Concrètement, le patron de la BM veut faire baisser la proportion de gens vivant avec moins de 1,25 dollar par jour de 21% en 2010 à 3% d'ici à 2030."Sous la barre des 3%, le défi posé par la pauvreté changera totalement de nature. Le coeur de notre action passera de mesures structurelles à des mesures ciblées sur de petits groupes (...) Le combat contre la pauvreté de masse que les pays ont mené depuis des siècles sera gagné", a estimé M. Kim.
En 2000, la communauté internationale avait déjà défini huit objectifs du millénaire pour le développement (OMD) à atteindre d'ici à 2015. L'un d'eux, réduire la pauvreté de moitié, a déjà été accompli en 2010, "avec cinq ans d'avance", s'est félicité M. Kim."Nous savons que la fin de la pauvreté ne sera pas aisée (...).

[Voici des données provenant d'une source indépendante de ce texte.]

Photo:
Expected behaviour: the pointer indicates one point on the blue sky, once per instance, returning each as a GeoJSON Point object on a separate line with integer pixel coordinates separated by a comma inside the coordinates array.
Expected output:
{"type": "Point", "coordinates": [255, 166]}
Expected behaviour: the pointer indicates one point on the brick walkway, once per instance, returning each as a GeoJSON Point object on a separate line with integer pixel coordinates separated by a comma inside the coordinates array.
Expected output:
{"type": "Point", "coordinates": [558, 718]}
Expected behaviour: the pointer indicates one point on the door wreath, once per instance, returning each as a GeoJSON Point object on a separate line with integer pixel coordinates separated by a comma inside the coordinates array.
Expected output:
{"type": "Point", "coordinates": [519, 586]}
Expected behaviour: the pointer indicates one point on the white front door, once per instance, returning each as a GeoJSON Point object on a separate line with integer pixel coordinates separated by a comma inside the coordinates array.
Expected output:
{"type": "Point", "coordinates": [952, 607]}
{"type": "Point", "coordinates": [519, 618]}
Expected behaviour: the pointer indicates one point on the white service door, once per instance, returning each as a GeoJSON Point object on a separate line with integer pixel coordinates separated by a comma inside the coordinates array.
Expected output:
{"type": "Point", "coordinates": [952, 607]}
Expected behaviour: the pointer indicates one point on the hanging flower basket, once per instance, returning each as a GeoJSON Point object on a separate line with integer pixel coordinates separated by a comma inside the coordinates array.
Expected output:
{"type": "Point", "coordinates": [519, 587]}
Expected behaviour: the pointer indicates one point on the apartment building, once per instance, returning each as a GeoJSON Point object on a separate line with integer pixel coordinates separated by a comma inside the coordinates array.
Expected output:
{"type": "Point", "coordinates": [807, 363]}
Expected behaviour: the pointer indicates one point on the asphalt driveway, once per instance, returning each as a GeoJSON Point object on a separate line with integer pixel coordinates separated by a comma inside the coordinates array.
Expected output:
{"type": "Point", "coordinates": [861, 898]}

La tâche va devenir de plus en plus ardue parce que ceux qui resteront plongés dans la pauvreté seront les plus difficiles à atteindre", a-t-il souligné.Dans son discours, le président de la Banque fixe un deuxième objectif, moins quantifiable, de "doper" les revenus des 40% de la population les plus pauvres dans chaque pays du globe."Cela requiert que nous ne nous inquiétions pas simplement de savoir si les pays en développement progressent mais que nous regardions directement si la situation des populations les plus pauvres s'améliore", a précisé M. Kim.Pour mener à bien ce double objectif, le président de la Banque mondiale estime que la croissance économique devra "s'accélérer", en particulier en Asie du Sud et dans l'Afrique sub-saharienne et met en garde contre des "chocs potentiels" qui pourraient menacer l'entreprise: catastrophes climatiques ou une nouvelle crise financière ou alimentaire.